During the past half year, the Republican candidate Donald Trump has managed to basically hijack the entire rally and media.
While initially the press was all but ironic about this eccentric billionaire known from «The Apprentice» and always seeking for a chance to despise some minority, by and by they were alerted to the danger.
Same was true for other candidates. As Mr Trump got going in the primaries, they sobered up soon. The political and media mainstream was worriedly surprised to see the man beat the more reasonable-styles rivals who a few years back were considered likely to lead the GOP camp.
Most horrifying for the US and the world has been Mr Trump’s way of insulting someone in almost every presentation and speech – from migrants to Muslims to women. Same said towards political competitors. By now, it’s gotten to the wives of candidates.
First and foremost, the rest of the world is worried by statements by Mr Trump about the economy which don’t bode well for the US and the trade partners. Also, his utterances regarding security have raised eyebrows in Estonia and Eastern Europe.
Example for others
Whether Mr Trump wins or not, he has succeeded in substantially altering future campaigns over the whole world. Surely, there are politicians who would like to follow suit. Therefore, Postimees asked the local experts of political communication and campaigning if a party could actually want to Trump in Estonia.
A PR figure Ott Lumi says there’s no direct impact while political communication is sure to be changed. «Like the initial campaign by [Barack] Obama marked breakthrough of social media in political campaigns,» said Mr Lumi.
A Reform campaign master Annika Arras says certain elements might stick. Former IRL secretary-general Tiit Riisalo agrees and adds that the scene is always changing.
Would any party adopt the Trum-style insulting communication style? Ms Arras thinks this would not work in Estonia. «Lots of things allowable in the USA aren’t over here. The broad stokes insulting and impolite would not run long in Estonia. But here’s plenty of room for slogans and populism,» said Ms Arras.
Mr Riisalo says there’s more labelling in Estonian political communication by now while the style is largely up to the public.
Key to Mr Trump’s campaign has been the offering of simplistic solutions. Which have never eaten into his popularity – rather the opposite.
«Politicians taking such extreme stands are also presenting lots of conspiracy theories and these are awful easy to sell to simple people,» sad Ms Arras. She said such politicians will also take advantage of media mocking them. «It’s the same agenda which one man uses very well around here,» added Ms Arras, referring to Centre head Edgar Savisaar.
Who’d fill Tump shoes?
In Estonian context it’d probably be the leader-centred Centre of EKRE with views pretty similar to Mr Trump’s.
Ott Lumi says Estonia had its «Trump» already, to a degree. «It’s nothing new really, thinking for instance of MEP campaign in 2009 by Indrek Tarand with the same elements,» said Mr Lumi.
Mr Lumi went on to point out the xenophobic, religious etc elements with Mr Trump as aiming at low emotions in hearers. Which could fit EKRE while for Russian speaking voters of Centre religious topics do matter.

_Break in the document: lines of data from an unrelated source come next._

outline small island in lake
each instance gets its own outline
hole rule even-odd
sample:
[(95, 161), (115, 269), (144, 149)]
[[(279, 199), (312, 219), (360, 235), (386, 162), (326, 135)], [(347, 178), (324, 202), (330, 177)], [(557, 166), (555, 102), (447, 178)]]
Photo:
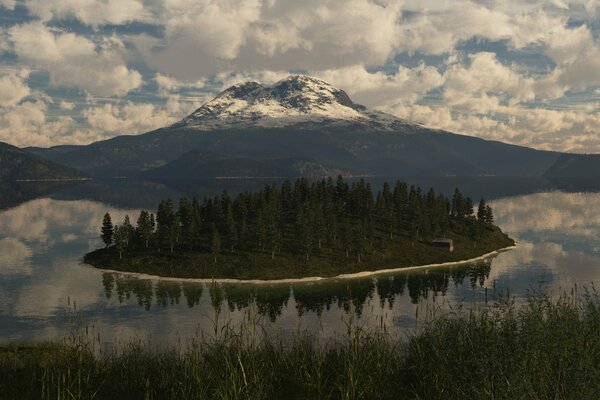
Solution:
[(165, 277), (275, 280), (333, 277), (461, 261), (514, 245), (492, 209), (455, 189), (451, 199), (398, 181), (373, 193), (364, 180), (299, 178), (232, 198), (171, 200), (113, 225), (98, 268)]

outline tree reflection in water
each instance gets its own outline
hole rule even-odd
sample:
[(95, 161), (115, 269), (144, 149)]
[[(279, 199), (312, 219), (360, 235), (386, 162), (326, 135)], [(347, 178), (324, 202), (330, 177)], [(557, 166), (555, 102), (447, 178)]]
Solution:
[[(368, 300), (379, 298), (381, 308), (394, 306), (398, 298), (408, 295), (413, 304), (422, 299), (445, 296), (451, 283), (455, 286), (469, 282), (472, 288), (482, 287), (489, 278), (491, 262), (448, 268), (407, 271), (364, 279), (339, 279), (325, 282), (244, 285), (244, 284), (200, 284), (166, 280), (147, 280), (127, 277), (119, 273), (102, 274), (104, 293), (107, 299), (113, 294), (119, 303), (127, 302), (132, 295), (137, 304), (150, 310), (153, 301), (162, 307), (178, 306), (181, 296), (189, 308), (203, 302), (208, 292), (207, 304), (215, 311), (225, 305), (229, 311), (243, 311), (256, 306), (260, 316), (275, 322), (288, 307), (293, 297), (298, 316), (323, 312), (337, 307), (345, 313), (360, 316)], [(208, 289), (208, 290), (205, 290)]]

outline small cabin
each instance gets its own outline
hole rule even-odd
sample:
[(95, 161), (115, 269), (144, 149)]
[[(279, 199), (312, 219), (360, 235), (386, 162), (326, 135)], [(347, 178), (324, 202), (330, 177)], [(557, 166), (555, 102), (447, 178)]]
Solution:
[(440, 249), (454, 251), (454, 241), (452, 239), (433, 239), (433, 242), (431, 242), (431, 244), (433, 245), (433, 247), (439, 247)]

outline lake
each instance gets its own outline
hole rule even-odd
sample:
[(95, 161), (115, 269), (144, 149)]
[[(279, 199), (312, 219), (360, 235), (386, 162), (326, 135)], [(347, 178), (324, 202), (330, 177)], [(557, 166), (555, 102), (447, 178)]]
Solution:
[[(374, 179), (374, 188), (384, 179)], [(309, 329), (321, 338), (346, 324), (407, 332), (427, 315), (498, 296), (523, 301), (544, 289), (583, 290), (600, 280), (600, 193), (593, 182), (542, 178), (403, 179), (449, 195), (458, 186), (494, 209), (518, 247), (476, 265), (429, 268), (375, 278), (308, 284), (214, 285), (132, 279), (81, 264), (101, 247), (105, 212), (114, 221), (161, 199), (235, 193), (264, 181), (91, 181), (54, 190), (19, 188), (0, 211), (0, 342), (62, 339), (76, 327), (106, 346), (139, 338), (157, 343), (213, 334), (253, 321), (283, 335)], [(390, 180), (391, 181), (391, 180)], [(33, 193), (27, 200), (23, 193)]]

One think Mr Trump is to be praise for is awakening the voters who bothered not to for years. These are those simply not addressed by the politically correct talk of mainstream politicians. And Estonia has these too.
Meanwhile, Estonia has no billionaire with years of reality show behind his belt. But it’s different here anyway.
Asked about a specific individual, Ms Arras and Mr Riisalo take some time to think. Mr Riisalo mentions some names but asks us to not print them. He says the somewhat unusual father and son duo Mart and Martin Helme might perhaps have the effect.
How to break an all-out populist?
In the USA, Mr Trump remains unbroken by other GOP candidates. Mr Lumi thinks it is actually hard to answer such populist campaigns. «Here, the media doubtless carries a vital role to create the background of what is credible and what isn’t,» said Mr Lumi. Also very popular in the US is checking the facts executed by all media outlets, often even during the large TV debates.
Ms Arras would opt for the strategy quietly adopted by Hillary Clinton. «Psychologically, people can be united if they are against something. I would paint a picture of the Trump America. I’d show what would happen with economy and jobs if his ideas are carried out – and it would not be a pretty picture,» explained Ms Arras. «I would definitely describe how foreign relations would be altered. No Estonian wants to feel ashamed for his country before foreigners. The pride surfaces when foreign media covers us in good light.»
But could Estonia be faced with a Trump-like campaign? The ideas could definitely feature, think the experts. «It has in Hungary, in Slovakia, in Poland. Why not here?» asks Mr Riisalo. With such sharpness? Probably not but who knows.